Towards the end of the novel, Yelü Hongji plans to invade the Song Empire and wants Xiao Feng to support him, but the latter refuses and attempts to dissuade him from bloodshed. The Liao emperor then imprisons Xiao Feng and leads his army to war. In the meantime, Azi escapes and seeks help from Duan Yu, Xuzhu, and their allies. Impressed by Xiao Feng's righteousness, they manage to rally members of the wulin to join them in rescuing Xiao Feng. Even though the mission is successful, they are ultimately outnumbered and trapped by Liao forces at Yanmen Pass. Xiao Feng takes Yelü Hongji hostage and forces him to promise that there will be no war between Song and Liao for as long as he lives. He then commits suicide while Azi follows suit.

=== Xuzhu's story ===
Xuzhu is a Buddhist monk from the Shaolin Sect who is described to have a kind-hearted and submissive personality. He strongly believes in following the Buddhist code of conduct and refuses to break it even when he faces life-threatening situations. He follows his elders to a meeting, which marks the start of his adventures. By coincidence and sheer luck, he breaks a weiqi formation and inherits the neigong and position of Wuyazi, the leader of the Carefree Sect. Later, he encounters Tianshan Tonglao, learns martial arts from her, and eventually succeeds her as the ruler of Lingjiu Palace, which commands allegiance from a loose assembly of martial artists.

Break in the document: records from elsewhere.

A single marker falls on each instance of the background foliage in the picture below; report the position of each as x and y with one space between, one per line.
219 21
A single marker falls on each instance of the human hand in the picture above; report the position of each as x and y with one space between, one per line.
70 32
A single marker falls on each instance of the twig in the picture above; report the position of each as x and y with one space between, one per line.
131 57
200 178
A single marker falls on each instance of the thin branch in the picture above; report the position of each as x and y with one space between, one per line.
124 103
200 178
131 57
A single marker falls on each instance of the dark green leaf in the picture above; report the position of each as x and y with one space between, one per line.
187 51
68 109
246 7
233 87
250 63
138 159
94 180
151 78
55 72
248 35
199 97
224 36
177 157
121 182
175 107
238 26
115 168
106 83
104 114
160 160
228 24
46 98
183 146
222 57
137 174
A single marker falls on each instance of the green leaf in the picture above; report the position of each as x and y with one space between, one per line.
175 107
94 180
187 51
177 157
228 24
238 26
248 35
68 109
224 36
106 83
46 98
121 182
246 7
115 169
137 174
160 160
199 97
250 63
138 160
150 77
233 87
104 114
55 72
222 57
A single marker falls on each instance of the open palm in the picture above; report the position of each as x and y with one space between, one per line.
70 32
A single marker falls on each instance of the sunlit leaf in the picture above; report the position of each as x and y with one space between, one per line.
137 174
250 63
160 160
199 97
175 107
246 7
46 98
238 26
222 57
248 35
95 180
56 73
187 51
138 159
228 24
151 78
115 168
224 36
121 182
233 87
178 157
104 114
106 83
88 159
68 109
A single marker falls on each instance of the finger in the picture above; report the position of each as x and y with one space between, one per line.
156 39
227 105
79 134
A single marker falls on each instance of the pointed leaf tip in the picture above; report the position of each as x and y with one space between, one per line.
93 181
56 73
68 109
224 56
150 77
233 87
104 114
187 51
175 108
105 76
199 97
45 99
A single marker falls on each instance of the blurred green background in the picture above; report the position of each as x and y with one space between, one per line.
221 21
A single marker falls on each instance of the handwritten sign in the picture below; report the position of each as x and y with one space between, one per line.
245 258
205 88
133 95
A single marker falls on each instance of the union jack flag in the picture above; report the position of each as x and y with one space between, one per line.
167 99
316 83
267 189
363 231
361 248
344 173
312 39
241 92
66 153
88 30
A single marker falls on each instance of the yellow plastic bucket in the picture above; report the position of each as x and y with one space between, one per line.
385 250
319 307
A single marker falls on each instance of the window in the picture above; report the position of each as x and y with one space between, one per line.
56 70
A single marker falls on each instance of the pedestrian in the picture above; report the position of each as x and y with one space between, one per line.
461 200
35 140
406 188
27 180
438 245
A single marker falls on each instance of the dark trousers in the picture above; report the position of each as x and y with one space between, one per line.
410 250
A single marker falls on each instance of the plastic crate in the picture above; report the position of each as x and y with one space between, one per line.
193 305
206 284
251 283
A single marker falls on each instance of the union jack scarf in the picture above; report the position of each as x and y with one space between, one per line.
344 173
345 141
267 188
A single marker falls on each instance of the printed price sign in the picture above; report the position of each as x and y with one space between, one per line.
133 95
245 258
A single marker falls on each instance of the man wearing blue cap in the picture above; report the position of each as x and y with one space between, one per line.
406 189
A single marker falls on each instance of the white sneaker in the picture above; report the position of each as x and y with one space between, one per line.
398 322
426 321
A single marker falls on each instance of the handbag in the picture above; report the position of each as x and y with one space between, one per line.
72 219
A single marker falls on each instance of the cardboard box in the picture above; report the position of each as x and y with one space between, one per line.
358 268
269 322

Feeling overwhelmed by the sudden influx of responsibilities, Xuzhu desires to detach himself from these duties and return to his former monastic life. However, he is unable to wrench himself free from the various tribulations that lie ahead. No longer regarded as a Shaolin monk, he is forced to accept his fate, using his newly-acquired skills and status in the wulin to perform good deeds. He is also revealed to be the illegitimate son of the Shaolin abbot Xuanci and the villainous Ye Erniang; his parents commit suicide shortly after the family's reunion. Later, by chance again, he becomes the prince consort of Western Xia due to an earlier encounter with Princess Yinchuan, to whom he is deeply in love.

== Adaptations ==
=== Films ===

| Year | Title | Production | Main cast |
|---|---|---|---|
| 1977 | The Battle Wizard | Shaw Brothers Studio (Hong Kong) | Danny Lee, Tien Lie [zh], Lam Jan-kei, Wai Wang |
| 1984 | Demi-Gods and Semi-Devils (film) | Hong Kong | Norman Chui, Kent Tong, Felix Wong, Idy Chan, Lam Jan-kei, Austin Wai |
| 1994 | The Dragon Chronicles – The Maidens | Hong Kong | Brigitte Lin, Gong Li, Sharla Cheung, Frankie Lam |
| 2023 | Sakra | Hong Kong/Mainland China | Donnie Yen, Chen Yuqi, Cya Liu |

=== Television ===

| Year | Title | Production | Main cast |
|---|---|---|---|
| 1982 | Demi-Gods and Semi-Devils (1982 TV series) | TVB (Hong Kong) | Bryan Leung, Kent Tong, Felix Wong, Idy Chan, Wong Hang-sau, Chan Fuk-sang, Sharon Yeung |
| 1997 | Demi-Gods and Semi-Devils (1997 TV series) | TVB (Hong Kong) | Felix Wong, Benny Chan, Louis Fan, Carman Lee, Jay Lau, Rain Lau, Bondy Chiu, He Meitian, Cheung Kwok Keung, Evergreen Mak, Natilie Wong |
| 2003 | Demi-Gods and Semi-Devils (2003 TV series) | Ciwen Film & TV Production Co. Ltd. (Mainland China) | Hu Jun, Jimmy Lin, Gao Hu, Liu Yifei, Liu Tao, Chen Hao |
| 2013 | The Demi-Gods and Semi-Devils (2013 TV series) | Zhejiang Huace Film & TV Production Co. Ltd. (Mainland China) | Wallace Chung, Kim Ki-bum, Han Dong, Zhang Meng, Jia Qing, Zong Fengyan, Mao Xiaodan, Zhao Yuanyuan, Canti Lau |
| 2021 | The Demi Gods and Semi Devils | Tencent Video | Tony Yang, Bai Shu, Zhang Tianyang, Janice Man |

=== Video games ===
- Demi-Gods and Semi-Devils is a single player RPG released in 2002. The player takes on the role of an unrelated protagonist (default name Lei Zhen) and meets characters from the novel. His choices and actions will affect how the story progresses.
- Dragon Oath, also known as TLBB in China, is a MMORPG developed by Changyou and Sohu, and was launched in 2007.
- Tian Long Ba Bu: Shen Bing Hai Yu (天龙八部:神兵海域) is a MMORPG developed by Changyou and Sohu, and was launched in China on 25 October 2012. The game is endorsed by Hu Ge and Cecilia Liu, who appeared as Duan Yu and Wang Yuyan respectively in a short video promoting the game and other promotional material.